# Rabbit Hunting and Junk !!



## .45 (Sep 21, 2007)

My rabbit hunting season always starts on Thanksgiving Day, as it will this year. So...every weekend until fishing ( normal fishing ) starts up again I will be in the desert. I went out a few weeks ago for a quick survey and found a couple of partial truckloads of garbage scattered around the valley..
I really don't understand the reasoning in hauling this crap so far and taking a chanch of somebody seeing you... :? 
Most landfills cost about 7 bucks(?), and they can recycle most of what is brought into them..for hell sake's...pm me and I'll give you the 7 bucks !!
In this pic is a 55 gallon drum, various odds and ends. Out of the pic are 5 gal. cans of concrete sealer, broken wheelbarrow and more construction junk !! 

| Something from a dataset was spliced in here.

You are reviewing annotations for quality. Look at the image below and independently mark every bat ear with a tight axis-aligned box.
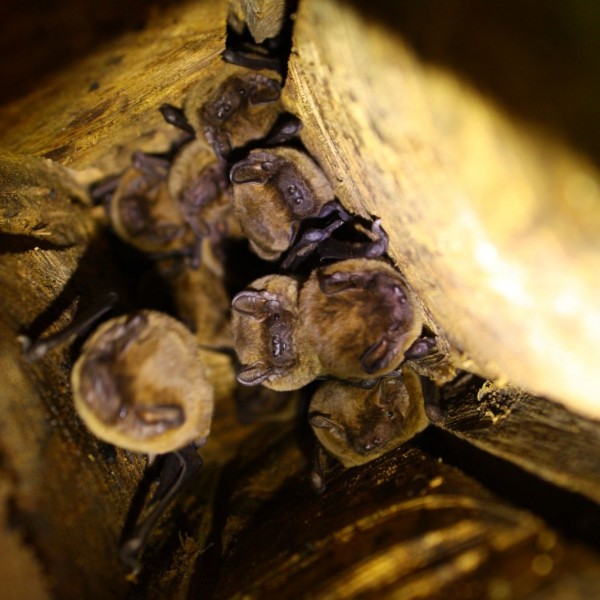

Somebody really needs to be ashamed of themselves !!! :evil:


----------



## HOGAN (Sep 8, 2007)

A family reunion it looks like. Because thats what they look like I am sure.


----------



## huntducksordietrying (Sep 21, 2007)

:shock: :evil: :x :? -#&#*!- -oOo- GRRRRRRRRRRR!


----------



## FROGGER (Oct 1, 2007)

its not just out in the sticks either.. just last night someone dumped an old mattress and box spring right by the ponds in south jordan... 

LAME


----------



## Al Hansen (Sep 7, 2007)

5 bucks up here in the Layton area. Has to be more than that to take it out to the desert. :evil: :evil: :evil: :evil: :evil:


----------



## FROGGER (Oct 1, 2007)

Al Hansen said:


> 5 bucks up here in the Layton area. Has to be more than that to take it out to the desert. :evil: :evil: :evil: :evil: :evil:


Guess you really cant call them lazy... STUPID is more appropriate...


----------



## .45 (Sep 21, 2007)

When I created this thread, I spoke as if 'everybody' is a member of this forum...My apology !!

No way do I believe any of this forum member's would do that...


----------



## fixed blade XC-3 (Sep 11, 2007)

I agree, I was out in the desert all weekend and the amount of trash was dispicable. Also when are people going to learn that *fire rings arn't trash bags*. :evil:


----------



## Desperado (Sep 27, 2007)

That's messed up. I don't know how it is for everyone out there, but where I live the city will park one of those massive dumpsters in each neighborhood a few times a year for "neighborhood clean up" type of stuff. That's when everyone cleans their garages and does the heavy duty yard work around here. I know several communities do the same thing, and dumps are not that inaccessible, so why pull this crap?


----------



## JAT83 (Sep 9, 2007)

I never could figure out why people would do stupid things like that :evil:


----------



## FROGGER (Oct 1, 2007)

JAT83 said:


> I never could figure out why people would do stupid things like that :evil:


*Mamma always said stupid is as stupid does!!!* :roll:


----------



## dkhntrdstn (Sep 7, 2007)

it just plan out wrong. that all im going to say.


----------



## Guns and Flies (Nov 7, 2007)

The outdoors are really such a beautiful place, anyone with an ounce of appreciation for that beauty would not even think of doing such a selfish thing. We should have a outdoorsman code that if any of us catches someone doing that we follow them home and post their address on here and we take turns taking dukies on their lawn //dog// /**|**\ Tazmanina Dukie!!


----------